The strength picks up a bit in the second third with notes of wood adding fullness to the flavor, though the Por Larrañaga is still firmly mild to mild-plus as far as strength. There hasn’t been any burn issues to this point in any of the cigars; fairly straight burn lines, no relights needed and ash that hangs on decently. There are points where the cigar seems like it’s going to finally open up flavor-wise, either through a hit of pepper or a flavor shift, but it never happens. If anything, the front of the tongue gets some increased sensation through a bit more spice, but it’s about the only part of the palate or nose to really get engaged.
Entering the final third, not much has changed on the palate, though the sensation of the smoke in the nose has turned from a warm tingle to a sharp poke. A quick change in the breeze sent some of the ambient smoke right into my nostrils which warranted a fervent sinus clearing response. The fragile wrapper of the Por Larrañaga requires incredibly delicate removal of the bands to avoid cracking and the glue didn’t seem to be loosened by the cigar’s internal heat. An otherwise inauspicious finish wraps up the cigar without begging to be taken down to the nub.

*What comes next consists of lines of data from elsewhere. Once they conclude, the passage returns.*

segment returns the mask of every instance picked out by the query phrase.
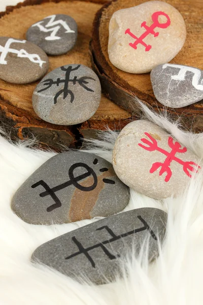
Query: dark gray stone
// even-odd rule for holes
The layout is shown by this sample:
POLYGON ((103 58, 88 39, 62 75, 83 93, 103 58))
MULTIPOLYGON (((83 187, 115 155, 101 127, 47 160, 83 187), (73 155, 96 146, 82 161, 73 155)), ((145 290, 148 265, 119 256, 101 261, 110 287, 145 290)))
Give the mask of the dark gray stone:
POLYGON ((29 41, 0 37, 0 78, 26 84, 41 78, 49 68, 46 54, 29 41))
POLYGON ((75 46, 78 27, 67 15, 52 15, 36 22, 28 28, 26 39, 40 47, 49 55, 67 53, 75 46))
POLYGON ((68 65, 42 80, 34 90, 32 105, 38 115, 47 122, 74 125, 91 117, 100 99, 101 86, 94 71, 83 65, 68 65))
POLYGON ((165 64, 151 72, 157 100, 164 106, 181 108, 203 99, 203 71, 192 67, 165 64))
POLYGON ((112 164, 92 154, 69 151, 39 167, 17 191, 12 208, 28 223, 51 225, 112 215, 128 201, 128 188, 112 164))
POLYGON ((148 244, 149 261, 158 255, 157 240, 163 241, 166 219, 163 211, 150 207, 120 213, 46 242, 31 259, 79 281, 86 277, 104 284, 121 273, 119 262, 127 253, 145 253, 148 244))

- I won’t say that I was happy when I was done with these cigars, but I certainly wasn’t disappointed. While I wouldn’t describe them as boring, monotonous or vapid as Brooks did with the Peru ER, his words aren’t too far off from my thoughts on this cigar.
- I really can’t get over how many stickers are on the box – I think I counted eight, including a second health warning sticker on the bottom.
- If you’re wondering, the name Alemania comes from Alamannia, the name of the territory inhabited by the Germanic Alamanni dating back to the third century A.D., which is roughly what we know as Germany today. Thanks, Wikipedia.
- While many folks compare the Edición Regional and Edición Limitada with equal favor or disdain, they are really quite different. While the EL series is forthcoming about using two-year aged tobacco, as I recall there’s never been anything special about the tobacco used in ER releases. Take out the vitola component, and it’s simply a marca not regularly available in a certain region.
- The box date on these cigars is June 2010, though I’ve come across boxes with production dates ranging from April 2010 to November 2010 posted for sale.
- Like many Cuban brands, there is a non-Cuban brand with the same name. Altadis owns the brand in the United States, with the cigars made in the Dominican Republic and Honduras.
- Final smoking time was about one hour, 30 minutes.
The Bottom Line: The Por Larrañaga Robusto Edición Regional Alemania is a forgettable cigar. While the brand has started to see a bit of a resurgence, with the flavor profile this cigar delivered it’s easy to see why it dropped off in popularity over the past two decades or so. There is simply not enough there, both in strength or nuance, to make this a recommendable cigar. If the notes present had their intensity turned up even slightly, this would be a much different and much more enjoyable cigar in the morning or on a clean palate. But with its disengaging flavor profile, the Por Larrañaga Edición Regional Alemania isn’t worth the effort of finding unless you are simply a collector.